Yo estaba muy tranquilo viéndome las agujetas de los zapatos cuando el tío Felipe rompió la silenciosa paz de la sala y dijo:
—Cuéntanos, Memo, qué te dieron de regalo tus papás. 
—El ultimo DÍA— contesté sin alegría. 
—Uy, chiquillo, espero que lo sepas usar, esas cosas nuevas son carísimas y sería un desperdicio si no la sabes utilizar— dijo de repente el tío Vicente. 
— ¿Es lo que pediste de regalo? — me preguntó el tío Felipe acomodándose los lentes. 
—No pedí nada de cumpleaños, tío— le respondí. 
— ¿Te gustan las botas, Memo? ¿Te gustaría que te regalara unas como las mías?— interrumpió el tío Vicente mientras se agarraba el bigote y volteaba a ver sus botas más puntiagudas que la punta de un lápiz nuevo. 
—Gracias, tío, le dije, me gustan más los tenis. 
—Eso ya no se usa, chiquillo, ahora y siempre se han usado las botas. 
Preferí no responderle porque incluso toda argumentación lógica sería en vano. Entonces me concentré en la pasividad de los peces que tenía en la sala la abuela. 
Pasaron las horas más lentas de mi vida, parecía que a la realidad le habían puesto pausa y todos nos hubiéramos congelado esa tarde: las tías Elvira y Sol siempre estarían allí sin decir ni una palabra; el tío Felipe siempre aparecería irrumpiendo la tranquilidad de los peces como si estuviera espantando moscas; y el tío Vicente siempre me trataría como un niño que no sabe nada de la vida. 
Por suerte llegó mamá de la pastelería con el indeseable pastel de piñón. Sin embargo ese pastel fue la salida de emergencia aquella tarde en casa de la abuela porque, después de partir el pastel, regresé a casa. 


IV
Estaba preparándome para ir a dormir cuando recordé que mi regalo estaba allí todavía sin abrir. 
Me metí a las cobijas y sin mucha ilusión saqué el aparato de su caja.
"DIA (Dispositivo de Inteligencia Artificial) Móvil. 
Última versión: 2 épocas distintas en un mismo tiempo (Ver instructivo). 
Pantalla táctil de 6" 
Bocinas integradas.
24hrs de batería (recargable). 
Procesador AMD 256 núcleos. 
64 GB RAM. 
Tarjeta de Súper Video en Alta Definición. 
8 TB en HD. 
Plataforma libre."
Todo eso decía la caja del aparato.
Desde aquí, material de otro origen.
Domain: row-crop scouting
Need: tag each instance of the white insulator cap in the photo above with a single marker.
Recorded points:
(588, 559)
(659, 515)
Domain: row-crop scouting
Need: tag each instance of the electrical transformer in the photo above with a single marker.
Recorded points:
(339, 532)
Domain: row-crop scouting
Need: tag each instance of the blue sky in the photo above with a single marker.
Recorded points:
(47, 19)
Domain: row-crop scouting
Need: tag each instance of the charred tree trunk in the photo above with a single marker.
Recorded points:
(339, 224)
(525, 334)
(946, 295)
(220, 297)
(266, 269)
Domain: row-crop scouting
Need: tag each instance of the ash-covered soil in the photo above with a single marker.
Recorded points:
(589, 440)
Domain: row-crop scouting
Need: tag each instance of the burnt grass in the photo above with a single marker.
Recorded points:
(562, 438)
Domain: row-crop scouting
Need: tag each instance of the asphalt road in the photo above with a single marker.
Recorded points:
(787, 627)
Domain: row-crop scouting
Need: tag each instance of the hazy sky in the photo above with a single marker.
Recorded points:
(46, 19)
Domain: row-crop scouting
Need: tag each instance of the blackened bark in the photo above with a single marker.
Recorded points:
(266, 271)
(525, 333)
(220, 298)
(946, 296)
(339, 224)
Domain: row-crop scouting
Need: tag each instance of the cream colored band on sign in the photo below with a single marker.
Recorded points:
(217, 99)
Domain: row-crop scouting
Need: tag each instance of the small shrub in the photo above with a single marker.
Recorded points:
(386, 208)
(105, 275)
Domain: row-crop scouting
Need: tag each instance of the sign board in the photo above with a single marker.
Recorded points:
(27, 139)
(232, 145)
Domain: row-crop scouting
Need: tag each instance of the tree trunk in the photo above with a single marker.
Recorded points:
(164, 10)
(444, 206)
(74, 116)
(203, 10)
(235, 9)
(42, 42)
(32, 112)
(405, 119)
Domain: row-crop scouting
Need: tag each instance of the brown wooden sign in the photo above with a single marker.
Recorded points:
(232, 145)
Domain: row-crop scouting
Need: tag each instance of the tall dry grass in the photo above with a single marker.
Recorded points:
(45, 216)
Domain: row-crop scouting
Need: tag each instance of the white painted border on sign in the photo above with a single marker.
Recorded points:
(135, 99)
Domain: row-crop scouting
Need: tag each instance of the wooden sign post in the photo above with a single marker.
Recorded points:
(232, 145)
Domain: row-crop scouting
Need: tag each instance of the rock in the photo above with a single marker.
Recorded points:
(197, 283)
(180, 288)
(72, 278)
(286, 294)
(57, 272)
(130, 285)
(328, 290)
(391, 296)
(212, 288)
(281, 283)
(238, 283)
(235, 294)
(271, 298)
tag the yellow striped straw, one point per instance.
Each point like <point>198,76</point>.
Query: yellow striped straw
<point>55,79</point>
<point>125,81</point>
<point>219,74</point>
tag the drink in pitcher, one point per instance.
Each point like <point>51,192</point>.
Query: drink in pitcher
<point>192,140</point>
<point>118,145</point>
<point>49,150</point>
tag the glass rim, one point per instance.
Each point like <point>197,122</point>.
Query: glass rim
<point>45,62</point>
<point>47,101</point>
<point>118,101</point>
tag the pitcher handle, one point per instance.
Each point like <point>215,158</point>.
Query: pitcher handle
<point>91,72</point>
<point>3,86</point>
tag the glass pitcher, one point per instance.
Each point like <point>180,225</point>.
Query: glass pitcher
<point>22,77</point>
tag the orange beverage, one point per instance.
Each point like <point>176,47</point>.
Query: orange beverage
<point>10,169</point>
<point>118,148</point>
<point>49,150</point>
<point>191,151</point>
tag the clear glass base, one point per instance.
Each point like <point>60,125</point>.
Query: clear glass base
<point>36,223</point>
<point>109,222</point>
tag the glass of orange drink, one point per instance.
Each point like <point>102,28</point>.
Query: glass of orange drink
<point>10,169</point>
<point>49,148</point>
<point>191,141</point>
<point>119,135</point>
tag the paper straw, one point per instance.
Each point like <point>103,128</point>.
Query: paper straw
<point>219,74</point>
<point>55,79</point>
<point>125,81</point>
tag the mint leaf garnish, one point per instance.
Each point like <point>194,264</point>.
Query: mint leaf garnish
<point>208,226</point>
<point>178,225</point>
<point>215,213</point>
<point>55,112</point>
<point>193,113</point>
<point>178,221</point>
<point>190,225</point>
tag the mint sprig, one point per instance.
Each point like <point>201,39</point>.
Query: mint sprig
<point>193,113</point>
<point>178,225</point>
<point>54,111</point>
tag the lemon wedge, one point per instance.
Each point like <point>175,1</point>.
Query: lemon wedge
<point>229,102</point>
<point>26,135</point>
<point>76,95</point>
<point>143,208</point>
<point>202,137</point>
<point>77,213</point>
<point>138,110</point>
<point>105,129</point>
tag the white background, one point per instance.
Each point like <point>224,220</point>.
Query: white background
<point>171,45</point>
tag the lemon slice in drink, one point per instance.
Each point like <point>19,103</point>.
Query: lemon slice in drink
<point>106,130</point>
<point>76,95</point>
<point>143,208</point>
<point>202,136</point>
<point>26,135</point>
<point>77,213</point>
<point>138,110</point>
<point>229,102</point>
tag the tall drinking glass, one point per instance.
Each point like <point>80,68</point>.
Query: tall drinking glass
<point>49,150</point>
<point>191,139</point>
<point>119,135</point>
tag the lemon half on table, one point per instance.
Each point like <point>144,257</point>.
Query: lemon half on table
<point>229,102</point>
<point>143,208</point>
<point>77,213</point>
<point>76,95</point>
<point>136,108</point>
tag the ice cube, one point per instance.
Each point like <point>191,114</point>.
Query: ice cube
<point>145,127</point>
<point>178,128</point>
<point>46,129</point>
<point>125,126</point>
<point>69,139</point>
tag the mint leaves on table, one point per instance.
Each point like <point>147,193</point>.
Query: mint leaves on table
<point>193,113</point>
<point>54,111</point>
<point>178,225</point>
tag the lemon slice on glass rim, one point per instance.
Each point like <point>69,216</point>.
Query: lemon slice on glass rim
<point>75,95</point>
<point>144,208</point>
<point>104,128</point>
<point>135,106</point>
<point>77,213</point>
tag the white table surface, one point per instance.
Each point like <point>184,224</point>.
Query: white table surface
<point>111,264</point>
Lo saqué de la caja y realmente era pequeño, del tamaño de mi mano; era delgado, plano, gris; parecía que no estaba hecho para llamar la atención de alguien como yo. 
Apreté el botón de encendido y no sé de dónde salió una voz metálica que dijo: 
—Hola, soy el último DÍA (Dispositivo de Inteligencia Artificial) Móvil, y estoy en modo de demostración; para conocer mis funciones coloca tu dedo índice de la mano derecha en la opción que desees explorar; o bien, puedes seleccionar la opción deseada a través del comando de voz; además, puedes personalizarme eligiendo las aplicaciones que consideres necesarias en tu vida diaria; incluso podrás interactuar con otros DIA's mediante el correo multimodal que incluye correo electromagnético, postal, de voz,....— entonces apagué el aparato porque estaba harto de escuchar la misma canción que decían todos los demás aparatos caseros que había en casa.
Y cerré los ojos para intentar borrar ese horrible día de mi memoria, pero fue imposible porque todos sabemos que se puede olvidar cualquier día de la historia, menos el día de nuestro cumpleaños. 


V
Me sentía triste porque el día de mi cumpleaños no había sido como lo hubiera deseado. El regalo que me habían dado mis padres no me había gustado; la comida en casa de mi abuela había sido incómoda por la presencia de mis tías y sus insoportables esposos, e incluso el pastel no me había sabido bueno. Y para acabar de arruinar el día de mi cumpleaños, en el examen de Historia había tenido varios errores: confundí la fecha de aparición de la vida en la Tierra con la fecha en la que aparecieron los dinosaurios, y la fecha de los dinosaurios con la del hombre. 
Obtuve una mala calificación en ese examen y esa fue la razón por la que empecé a dudar de mi memoria.